The most common usage is self-promotion--an external blog where company insiders talk about products and events in a humanized voice. "Developer journals with fresh and frequent updates give the participants a stronger air of integrity and credibility," Quintas says. Beyond the public-facing blog, though, lie a lot more opportunities.
Blogs don't have to be one-way communication. Quintas offers an example in his own company, which has replaced its weekly progress phone call. "We used to have a status call scheduled for every Friday. That meant arranging the schedules of 18 people and compressing their ideas into a one-hour call, and there were always the limits of a serial conversation, where one person talks at a time and there's an expected order of things," Quintas says. "By using the blog for status reporting, nobody needs to wait anymore. We note events as they happen, and business developments are in an instantly published and consumed form." This improves company reaction time removes the hour of meeting time (and the difficulties of keeping an executive schedule clear), and the time saved can be used for more productive purposes.

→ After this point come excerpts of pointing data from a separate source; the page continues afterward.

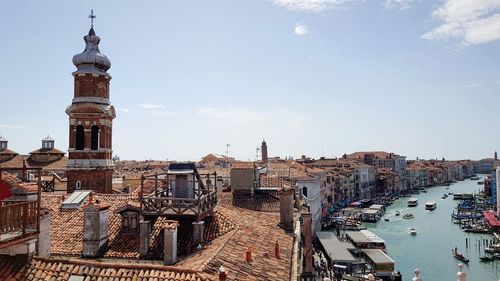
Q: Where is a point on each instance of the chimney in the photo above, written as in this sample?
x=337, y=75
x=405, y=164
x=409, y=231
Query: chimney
x=222, y=274
x=95, y=229
x=43, y=246
x=277, y=250
x=286, y=207
x=263, y=150
x=144, y=237
x=170, y=243
x=306, y=219
x=198, y=228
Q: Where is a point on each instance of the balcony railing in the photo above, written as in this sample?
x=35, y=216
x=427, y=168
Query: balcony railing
x=18, y=220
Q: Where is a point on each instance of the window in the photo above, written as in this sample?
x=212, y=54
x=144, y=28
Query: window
x=130, y=222
x=80, y=138
x=94, y=140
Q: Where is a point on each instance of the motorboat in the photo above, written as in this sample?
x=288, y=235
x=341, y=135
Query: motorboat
x=486, y=258
x=408, y=216
x=430, y=205
x=412, y=202
x=412, y=231
x=459, y=256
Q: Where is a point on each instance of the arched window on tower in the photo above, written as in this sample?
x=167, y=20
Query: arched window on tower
x=80, y=138
x=94, y=141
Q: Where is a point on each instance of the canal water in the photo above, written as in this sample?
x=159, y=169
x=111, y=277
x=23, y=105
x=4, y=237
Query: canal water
x=437, y=235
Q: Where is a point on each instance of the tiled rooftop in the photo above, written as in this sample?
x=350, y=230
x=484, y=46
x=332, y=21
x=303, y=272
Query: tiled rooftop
x=63, y=269
x=257, y=203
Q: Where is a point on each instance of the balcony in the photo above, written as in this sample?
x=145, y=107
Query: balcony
x=181, y=192
x=18, y=222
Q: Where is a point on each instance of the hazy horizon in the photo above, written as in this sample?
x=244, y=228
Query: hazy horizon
x=313, y=77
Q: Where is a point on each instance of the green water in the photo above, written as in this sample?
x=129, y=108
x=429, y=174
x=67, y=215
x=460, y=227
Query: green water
x=430, y=249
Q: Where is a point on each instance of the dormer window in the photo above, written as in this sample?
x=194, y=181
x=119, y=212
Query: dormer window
x=94, y=140
x=48, y=143
x=130, y=218
x=130, y=222
x=3, y=143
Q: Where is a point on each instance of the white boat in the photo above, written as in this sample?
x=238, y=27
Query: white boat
x=412, y=231
x=430, y=205
x=412, y=202
x=408, y=216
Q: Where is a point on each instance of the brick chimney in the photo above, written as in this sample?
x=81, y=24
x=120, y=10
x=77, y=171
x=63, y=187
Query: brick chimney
x=144, y=237
x=170, y=243
x=222, y=274
x=43, y=244
x=306, y=230
x=95, y=229
x=286, y=207
x=198, y=228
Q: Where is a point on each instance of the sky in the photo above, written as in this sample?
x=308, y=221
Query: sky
x=419, y=78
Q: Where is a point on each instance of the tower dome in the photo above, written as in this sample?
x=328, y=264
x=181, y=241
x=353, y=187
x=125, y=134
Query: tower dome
x=91, y=60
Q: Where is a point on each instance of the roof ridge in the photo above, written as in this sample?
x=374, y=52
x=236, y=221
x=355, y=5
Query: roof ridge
x=103, y=264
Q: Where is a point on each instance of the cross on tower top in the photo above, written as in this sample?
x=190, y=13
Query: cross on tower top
x=92, y=17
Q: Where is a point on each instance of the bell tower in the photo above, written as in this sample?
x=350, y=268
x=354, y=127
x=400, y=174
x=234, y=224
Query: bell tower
x=91, y=115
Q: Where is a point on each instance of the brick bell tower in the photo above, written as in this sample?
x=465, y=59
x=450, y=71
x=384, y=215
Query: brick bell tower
x=90, y=165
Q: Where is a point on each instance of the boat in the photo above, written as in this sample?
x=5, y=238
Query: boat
x=412, y=202
x=459, y=256
x=408, y=216
x=412, y=231
x=430, y=205
x=486, y=258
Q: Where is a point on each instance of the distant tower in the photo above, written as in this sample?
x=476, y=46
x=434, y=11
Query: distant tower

Another place where blogs fill a need is in leveraging team resources. Quintas suggests that the internal blog can be a great motivational tool. "Sales departments can blog each deal, tracking it all the way from prospect stage, or just posting every closed sale," Quintas says. "When your team is closing half a dozen major sales a day, it gives the agents insight to sales velocity and is a great morale builder." The blog provides another way for salespeople to trade war stories, sharing details of a sale such as techniques used, competitors encountered, and hurdles overcome--unlike water cooler conferences, the particulars are recorded and searchable. "This also extends to information sharing for sales still in progress," Quintas says. "A salesperson with a problem used to call or email one or two individuals who they thought had specific expertise they needed. With the blog, requests for help and support can be seen by the entire force." Chat rooms can be used in the same way.
The tricky part of instituting sales blogs, according to Quintas, is changing behavior to include this new technique. "It's like going to a mixer in high school. When you get there, everybody's quiet and not talking to many people. You get a few small groups talking and dancing, and the party takes off from there." The best way to learn, he suggests, is to read. "People learn how to blog--what to say, how to say it, how often to post--by reading other blogs. Have your sales team use an RSS feed or some other online news and content gatherer to get some relevant blogs, and start reading."